The £6.7bn (€9.5bn) Church Commissioners, which manage investments for the Church of England, have today (July 1) announced a “full divestment” from their £1.6m holdings in London-listed oil firm SOCO International relating to its activities in the Virunga National Park in the Democratic Republic of Congo.
It follows a recommendation from the Ethical Investment Advisory Group (EIAG) of the Church of England and what it terms “extensive and sustained engagement” with the company.
The EIAG began the engagement following a series of allegations of human rights abuses, bribery and corruption related to SOCO’s operations in and around Virunga.
The Church Commissioners and the Pensions Board say they have persistently raised concerns with SOCO since November 2013, with engagement intensifying since December 2014.
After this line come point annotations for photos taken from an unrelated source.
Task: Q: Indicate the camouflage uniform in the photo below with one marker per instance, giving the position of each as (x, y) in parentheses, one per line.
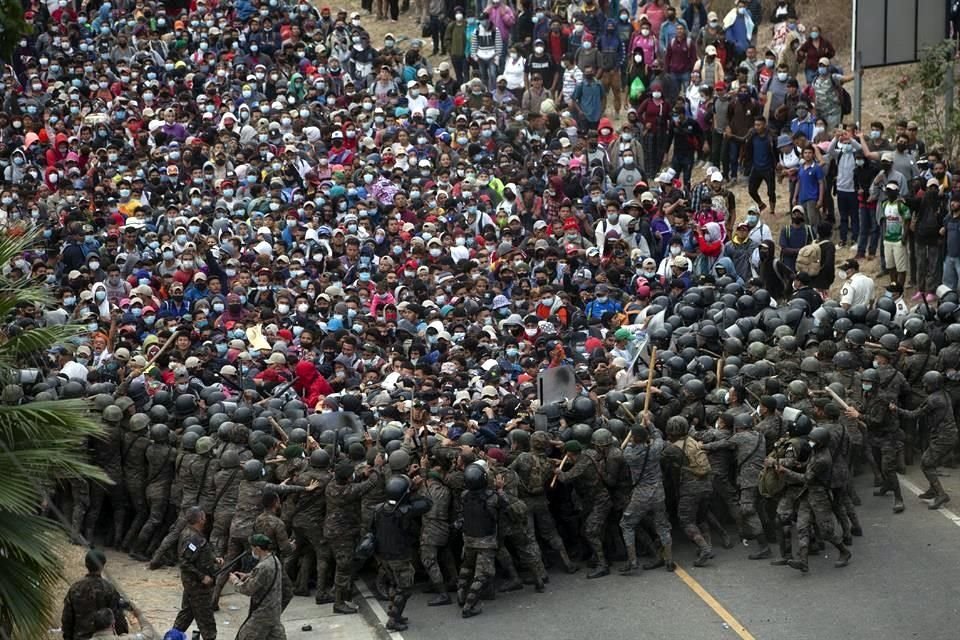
(226, 482)
(134, 472)
(197, 561)
(481, 513)
(750, 450)
(647, 495)
(105, 453)
(160, 458)
(722, 463)
(394, 528)
(273, 527)
(312, 547)
(192, 472)
(938, 411)
(814, 503)
(693, 493)
(264, 585)
(435, 534)
(86, 596)
(341, 528)
(586, 476)
(533, 470)
(249, 505)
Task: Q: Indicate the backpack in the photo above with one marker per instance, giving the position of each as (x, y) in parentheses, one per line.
(808, 259)
(697, 462)
(846, 102)
(637, 89)
(539, 472)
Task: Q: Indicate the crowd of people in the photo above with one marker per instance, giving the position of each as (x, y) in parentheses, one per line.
(321, 273)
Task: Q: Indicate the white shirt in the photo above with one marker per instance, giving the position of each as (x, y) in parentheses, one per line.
(74, 371)
(857, 290)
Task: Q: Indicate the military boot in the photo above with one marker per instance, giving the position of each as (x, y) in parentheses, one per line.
(799, 561)
(667, 552)
(442, 597)
(845, 556)
(342, 605)
(783, 560)
(513, 582)
(630, 568)
(655, 562)
(704, 552)
(568, 565)
(472, 606)
(603, 569)
(898, 505)
(764, 551)
(939, 501)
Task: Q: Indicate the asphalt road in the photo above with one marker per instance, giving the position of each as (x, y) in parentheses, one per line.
(902, 583)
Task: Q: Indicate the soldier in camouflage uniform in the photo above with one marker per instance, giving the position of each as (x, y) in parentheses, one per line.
(106, 454)
(160, 458)
(482, 509)
(226, 482)
(198, 571)
(881, 387)
(694, 485)
(786, 360)
(814, 503)
(264, 585)
(913, 367)
(312, 548)
(750, 451)
(271, 525)
(586, 476)
(642, 455)
(249, 505)
(828, 416)
(394, 527)
(135, 443)
(341, 525)
(723, 465)
(434, 537)
(937, 410)
(86, 596)
(513, 528)
(533, 470)
(192, 471)
(789, 452)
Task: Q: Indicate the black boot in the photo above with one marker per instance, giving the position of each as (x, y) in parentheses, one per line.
(799, 562)
(844, 558)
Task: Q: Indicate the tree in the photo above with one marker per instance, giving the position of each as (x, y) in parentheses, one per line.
(12, 27)
(921, 95)
(41, 444)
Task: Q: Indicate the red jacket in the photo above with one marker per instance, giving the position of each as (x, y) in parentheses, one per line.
(310, 384)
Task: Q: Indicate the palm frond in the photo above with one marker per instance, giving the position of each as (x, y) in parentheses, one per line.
(31, 571)
(35, 340)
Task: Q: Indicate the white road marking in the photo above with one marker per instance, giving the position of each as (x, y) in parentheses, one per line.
(915, 490)
(377, 609)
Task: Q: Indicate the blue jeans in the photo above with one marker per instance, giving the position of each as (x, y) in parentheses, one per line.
(733, 149)
(869, 238)
(848, 207)
(951, 272)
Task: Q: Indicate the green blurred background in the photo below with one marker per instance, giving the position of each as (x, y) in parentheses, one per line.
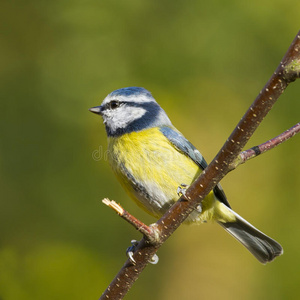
(205, 62)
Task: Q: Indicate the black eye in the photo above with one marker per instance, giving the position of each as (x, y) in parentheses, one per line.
(113, 104)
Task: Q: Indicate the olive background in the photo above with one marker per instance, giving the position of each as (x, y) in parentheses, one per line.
(204, 62)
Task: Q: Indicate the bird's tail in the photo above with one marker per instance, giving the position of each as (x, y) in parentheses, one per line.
(260, 245)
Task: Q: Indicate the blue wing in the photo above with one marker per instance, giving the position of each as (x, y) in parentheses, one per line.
(183, 145)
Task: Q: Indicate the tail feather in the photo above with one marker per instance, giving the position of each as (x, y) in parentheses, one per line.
(260, 245)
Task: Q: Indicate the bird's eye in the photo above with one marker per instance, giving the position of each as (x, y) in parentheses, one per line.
(114, 104)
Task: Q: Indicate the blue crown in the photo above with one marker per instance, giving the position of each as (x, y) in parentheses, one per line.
(131, 91)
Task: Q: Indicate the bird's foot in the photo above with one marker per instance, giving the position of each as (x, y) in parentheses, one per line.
(130, 251)
(181, 190)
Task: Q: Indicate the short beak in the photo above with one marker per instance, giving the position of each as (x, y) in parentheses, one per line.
(96, 110)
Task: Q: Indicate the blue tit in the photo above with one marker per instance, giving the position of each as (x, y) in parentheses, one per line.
(151, 159)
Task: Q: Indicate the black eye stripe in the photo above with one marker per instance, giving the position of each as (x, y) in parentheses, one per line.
(113, 104)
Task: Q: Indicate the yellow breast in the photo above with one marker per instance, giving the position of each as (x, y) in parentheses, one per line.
(150, 168)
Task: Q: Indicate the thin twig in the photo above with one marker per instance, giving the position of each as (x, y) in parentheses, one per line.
(262, 148)
(150, 232)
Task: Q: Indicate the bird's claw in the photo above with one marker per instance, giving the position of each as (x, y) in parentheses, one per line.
(181, 190)
(130, 251)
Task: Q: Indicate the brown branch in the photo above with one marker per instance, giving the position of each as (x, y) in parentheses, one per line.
(287, 71)
(149, 232)
(262, 148)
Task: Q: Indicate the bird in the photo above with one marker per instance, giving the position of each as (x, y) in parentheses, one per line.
(152, 159)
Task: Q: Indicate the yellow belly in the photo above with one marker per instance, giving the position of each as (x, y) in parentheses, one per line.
(150, 169)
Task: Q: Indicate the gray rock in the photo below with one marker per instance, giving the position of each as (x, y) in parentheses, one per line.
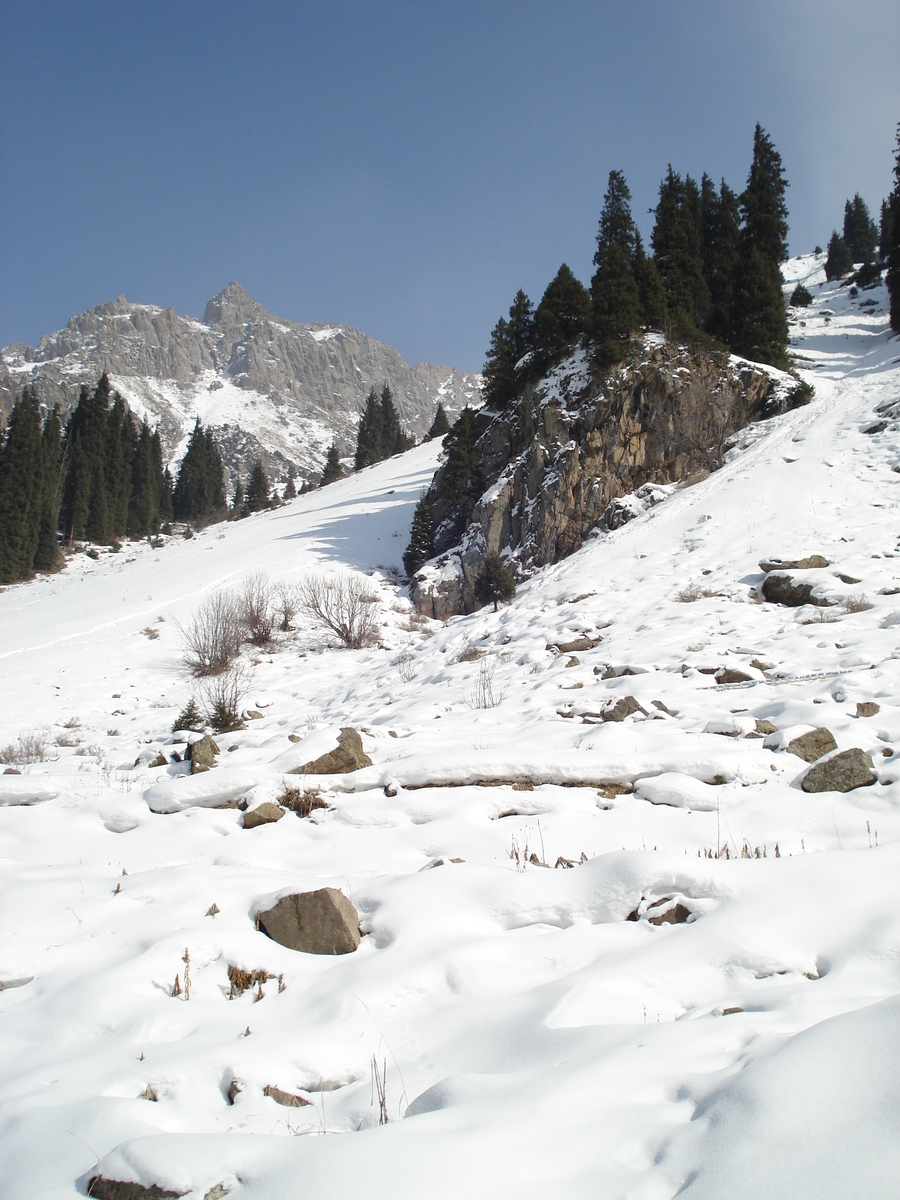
(348, 756)
(781, 588)
(264, 814)
(843, 773)
(115, 1189)
(322, 922)
(623, 708)
(810, 563)
(813, 745)
(202, 755)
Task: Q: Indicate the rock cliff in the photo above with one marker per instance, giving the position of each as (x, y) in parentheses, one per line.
(264, 384)
(582, 450)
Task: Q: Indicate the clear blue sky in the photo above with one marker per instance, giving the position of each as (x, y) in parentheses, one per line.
(403, 167)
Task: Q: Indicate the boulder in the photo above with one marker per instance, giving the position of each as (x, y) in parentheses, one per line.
(843, 773)
(623, 708)
(813, 745)
(811, 563)
(202, 754)
(322, 922)
(264, 814)
(731, 675)
(115, 1189)
(346, 757)
(783, 588)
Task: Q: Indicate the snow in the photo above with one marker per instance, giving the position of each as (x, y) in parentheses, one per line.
(535, 1041)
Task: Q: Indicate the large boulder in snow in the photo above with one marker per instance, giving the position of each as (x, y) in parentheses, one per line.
(322, 922)
(843, 773)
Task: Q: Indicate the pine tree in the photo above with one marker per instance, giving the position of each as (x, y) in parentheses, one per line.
(678, 253)
(333, 469)
(615, 294)
(369, 436)
(495, 581)
(893, 276)
(760, 322)
(439, 426)
(511, 341)
(459, 483)
(839, 262)
(421, 538)
(21, 489)
(859, 233)
(257, 487)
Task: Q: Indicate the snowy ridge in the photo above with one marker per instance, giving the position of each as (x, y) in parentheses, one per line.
(541, 1036)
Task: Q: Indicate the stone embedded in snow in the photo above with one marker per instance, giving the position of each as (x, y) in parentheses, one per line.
(813, 745)
(679, 791)
(25, 790)
(322, 922)
(843, 773)
(117, 1189)
(204, 791)
(625, 707)
(780, 588)
(811, 563)
(203, 755)
(348, 756)
(264, 814)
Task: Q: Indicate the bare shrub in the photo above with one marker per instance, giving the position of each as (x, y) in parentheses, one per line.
(303, 803)
(343, 604)
(483, 693)
(694, 592)
(28, 748)
(256, 603)
(859, 603)
(222, 697)
(213, 640)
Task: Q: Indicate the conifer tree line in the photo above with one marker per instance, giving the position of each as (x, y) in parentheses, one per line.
(100, 479)
(379, 433)
(712, 273)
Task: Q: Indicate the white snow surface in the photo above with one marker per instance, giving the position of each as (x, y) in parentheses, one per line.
(535, 1041)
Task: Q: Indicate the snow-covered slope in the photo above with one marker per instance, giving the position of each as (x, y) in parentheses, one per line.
(264, 384)
(537, 1041)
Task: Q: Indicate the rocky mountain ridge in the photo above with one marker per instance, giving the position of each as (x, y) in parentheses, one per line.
(583, 450)
(267, 385)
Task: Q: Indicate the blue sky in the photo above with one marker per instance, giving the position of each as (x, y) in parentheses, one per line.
(403, 167)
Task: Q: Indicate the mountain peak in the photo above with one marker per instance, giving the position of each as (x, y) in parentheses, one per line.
(233, 306)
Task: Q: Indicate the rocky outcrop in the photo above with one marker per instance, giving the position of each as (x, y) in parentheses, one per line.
(298, 387)
(556, 463)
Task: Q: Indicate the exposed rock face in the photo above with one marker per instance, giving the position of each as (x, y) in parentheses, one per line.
(322, 922)
(813, 745)
(346, 757)
(556, 461)
(843, 773)
(264, 384)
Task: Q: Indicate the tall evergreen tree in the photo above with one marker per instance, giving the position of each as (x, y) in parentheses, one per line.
(421, 538)
(257, 487)
(859, 233)
(511, 340)
(333, 466)
(563, 316)
(839, 262)
(439, 426)
(760, 322)
(677, 252)
(893, 276)
(615, 293)
(21, 489)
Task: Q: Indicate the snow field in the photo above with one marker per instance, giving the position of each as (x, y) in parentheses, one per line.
(537, 1041)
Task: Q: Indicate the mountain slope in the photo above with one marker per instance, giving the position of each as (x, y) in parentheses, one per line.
(264, 384)
(539, 1032)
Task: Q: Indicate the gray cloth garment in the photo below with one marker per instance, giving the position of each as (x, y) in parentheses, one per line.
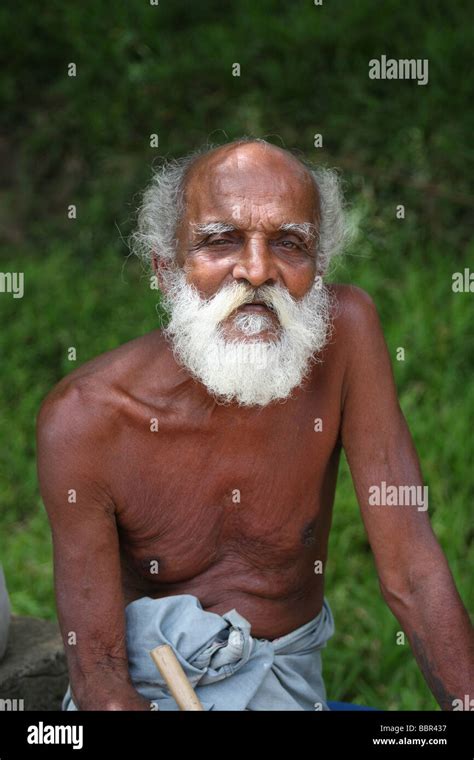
(5, 614)
(228, 668)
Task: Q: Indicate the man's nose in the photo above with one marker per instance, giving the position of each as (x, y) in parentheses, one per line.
(256, 264)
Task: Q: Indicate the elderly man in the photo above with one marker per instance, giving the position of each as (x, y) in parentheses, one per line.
(189, 475)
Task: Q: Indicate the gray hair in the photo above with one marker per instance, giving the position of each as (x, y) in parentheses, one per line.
(163, 206)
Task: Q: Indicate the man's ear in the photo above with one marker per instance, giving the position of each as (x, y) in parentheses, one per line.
(158, 264)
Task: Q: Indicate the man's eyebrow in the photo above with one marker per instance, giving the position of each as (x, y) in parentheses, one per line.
(304, 229)
(212, 228)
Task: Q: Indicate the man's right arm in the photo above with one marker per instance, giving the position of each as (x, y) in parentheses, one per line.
(72, 468)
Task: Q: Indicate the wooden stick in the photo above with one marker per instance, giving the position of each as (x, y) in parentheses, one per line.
(175, 677)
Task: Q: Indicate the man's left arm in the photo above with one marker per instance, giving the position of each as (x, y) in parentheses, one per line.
(414, 576)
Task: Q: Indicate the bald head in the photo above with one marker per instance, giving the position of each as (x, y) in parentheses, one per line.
(251, 179)
(258, 169)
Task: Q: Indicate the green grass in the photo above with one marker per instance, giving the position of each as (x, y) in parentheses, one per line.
(304, 70)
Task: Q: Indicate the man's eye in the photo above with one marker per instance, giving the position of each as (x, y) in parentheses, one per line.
(218, 241)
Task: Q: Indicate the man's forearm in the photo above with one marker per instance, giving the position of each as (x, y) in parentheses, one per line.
(106, 690)
(441, 636)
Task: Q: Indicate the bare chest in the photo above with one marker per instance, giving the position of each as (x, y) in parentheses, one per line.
(250, 490)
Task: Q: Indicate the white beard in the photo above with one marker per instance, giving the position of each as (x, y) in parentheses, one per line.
(248, 371)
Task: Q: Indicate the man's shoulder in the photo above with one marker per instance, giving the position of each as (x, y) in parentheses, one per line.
(351, 302)
(85, 397)
(354, 312)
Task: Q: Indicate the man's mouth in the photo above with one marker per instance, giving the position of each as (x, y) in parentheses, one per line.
(255, 306)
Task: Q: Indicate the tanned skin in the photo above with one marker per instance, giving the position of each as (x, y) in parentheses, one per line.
(167, 496)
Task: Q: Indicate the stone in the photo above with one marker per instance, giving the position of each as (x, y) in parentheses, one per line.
(33, 672)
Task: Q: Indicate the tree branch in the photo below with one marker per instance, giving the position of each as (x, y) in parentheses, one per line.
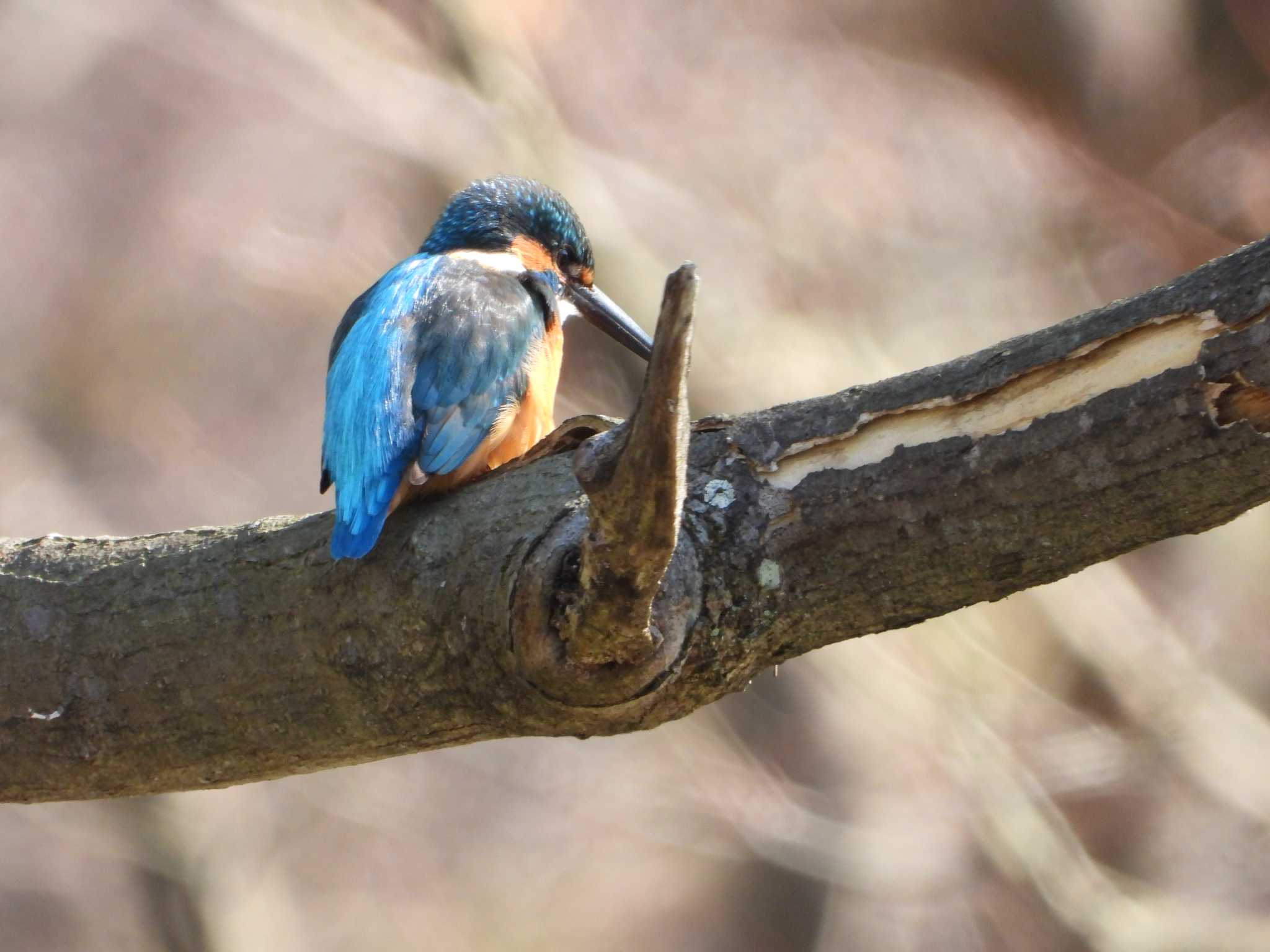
(221, 655)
There are four main areas of concern. These are the need for the instigation of a wide ranging and transparent independent enquiry addressing the allegations of bribery, corruption and human rights abuses, the lack of independent and effective corporate governance, the adoption of best practice, internationally recognised, environmental and social standards and unequivocal respect for park boundaries within a World Heritage Site.
Adam Matthews, Secretary of the Ethical Investment Advisory Group, led the engagement.
He said: “We are deeply concerned about the failure of SOCO International to properly and fully address ourfour concerns, in particular to ensure that an open and transparent enquiry is held into the allegations of corruption and human rights abuses. “At the recent AGM we asked the board to urgently consider the appointment of an independent chairman to ensure SOCO could finally openly and transparently address the concerns of shareholders. The response of the company that has emerged from our engagement and crystallized at the AGM has led us to recommend full divestment.”
“This is not a sustainable or ethical investment for Church funds.”
Edward Mason, Head of Responsible Investment at the Church Commissioners, added: “We have called time because without the changes we sought this is not a sustainable or ethical investment for Church funds.”
The divestment is just the third time in the past five years that the church has divested from a company on ethical grounds. It sold out of News Corp. over the phone hackling scandal in 2012 and two years earlier exited mining giant Vedanta over human rights concerns.
In other news, the General Synod of the United Church of Christ, one of the largest US Protestant denominations, has overwhelmingly (80%) approved a resolution calling for divestment from companies that profit from Israel’s occupation or control of Palestinian territories. “This allows us to sustain and strengthen our voice against the occupation,” said Peter Makari, executive for the Middle East and Europe.